Raw panic flows through me, the pulse of adrenaline making everything louder and brighter.

  Swinging the bar with everything I’ve got, I catch him in the shoulder. He grunts, and I haul back and whack him in the ribs. I pull back again for another swing, but he leaps away from the table and slashes out, cutting a line of fire into my left forearm. I let out a strangled gasp and drop the bar. The steel hits the cement floor with a loud clang.

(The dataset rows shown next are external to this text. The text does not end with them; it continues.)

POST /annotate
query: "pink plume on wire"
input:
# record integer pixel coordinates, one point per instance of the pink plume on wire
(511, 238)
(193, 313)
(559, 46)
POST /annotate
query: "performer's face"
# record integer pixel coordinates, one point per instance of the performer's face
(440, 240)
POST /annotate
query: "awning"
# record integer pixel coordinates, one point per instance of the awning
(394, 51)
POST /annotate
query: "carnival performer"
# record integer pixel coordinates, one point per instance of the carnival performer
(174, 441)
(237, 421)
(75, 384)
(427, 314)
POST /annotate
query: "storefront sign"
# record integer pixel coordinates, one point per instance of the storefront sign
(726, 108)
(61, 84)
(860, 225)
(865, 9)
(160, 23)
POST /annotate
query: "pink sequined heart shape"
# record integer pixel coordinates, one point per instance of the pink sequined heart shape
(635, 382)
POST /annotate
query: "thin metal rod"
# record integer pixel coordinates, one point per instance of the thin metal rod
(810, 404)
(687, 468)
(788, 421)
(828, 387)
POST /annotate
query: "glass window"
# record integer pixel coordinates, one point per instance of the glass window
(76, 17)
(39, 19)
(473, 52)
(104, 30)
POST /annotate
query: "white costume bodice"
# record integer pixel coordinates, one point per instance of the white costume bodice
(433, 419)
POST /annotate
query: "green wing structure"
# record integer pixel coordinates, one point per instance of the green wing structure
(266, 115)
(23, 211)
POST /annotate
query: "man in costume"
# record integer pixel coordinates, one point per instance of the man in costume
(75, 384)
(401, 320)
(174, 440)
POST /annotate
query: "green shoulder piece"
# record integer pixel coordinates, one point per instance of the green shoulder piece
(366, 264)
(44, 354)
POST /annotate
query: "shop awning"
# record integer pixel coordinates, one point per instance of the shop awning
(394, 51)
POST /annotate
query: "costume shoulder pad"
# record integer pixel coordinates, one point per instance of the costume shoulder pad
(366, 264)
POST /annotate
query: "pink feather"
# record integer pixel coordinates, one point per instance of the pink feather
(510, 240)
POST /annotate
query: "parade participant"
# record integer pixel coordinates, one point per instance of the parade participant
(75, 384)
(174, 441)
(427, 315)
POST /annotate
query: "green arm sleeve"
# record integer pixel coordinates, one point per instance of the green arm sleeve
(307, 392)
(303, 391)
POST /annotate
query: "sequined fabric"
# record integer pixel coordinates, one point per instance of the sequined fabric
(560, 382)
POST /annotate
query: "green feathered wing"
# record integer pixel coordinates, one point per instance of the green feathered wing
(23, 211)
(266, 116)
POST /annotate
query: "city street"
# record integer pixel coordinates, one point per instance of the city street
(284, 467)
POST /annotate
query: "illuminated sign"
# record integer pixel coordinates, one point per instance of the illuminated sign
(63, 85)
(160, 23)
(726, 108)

  As I stagger back I see he's half bent over, one arm shielding his side. The back of my ankle connects with the bottom stair, and before he can move or I can think, I swing around and scramble up the stairs. I take them three at a time, feeling the phantom pain of his knife cutting into my legs.

  At the top of the stairs I sense him right behind me. I explode into the hallway, bouncing off the wall and racing around the corner for the front door. I yank frantically at the doorknob until my fear-blinded brain remembers to flick the lock. It pops and I throw the door open, hearing a yell of animal rage behind me.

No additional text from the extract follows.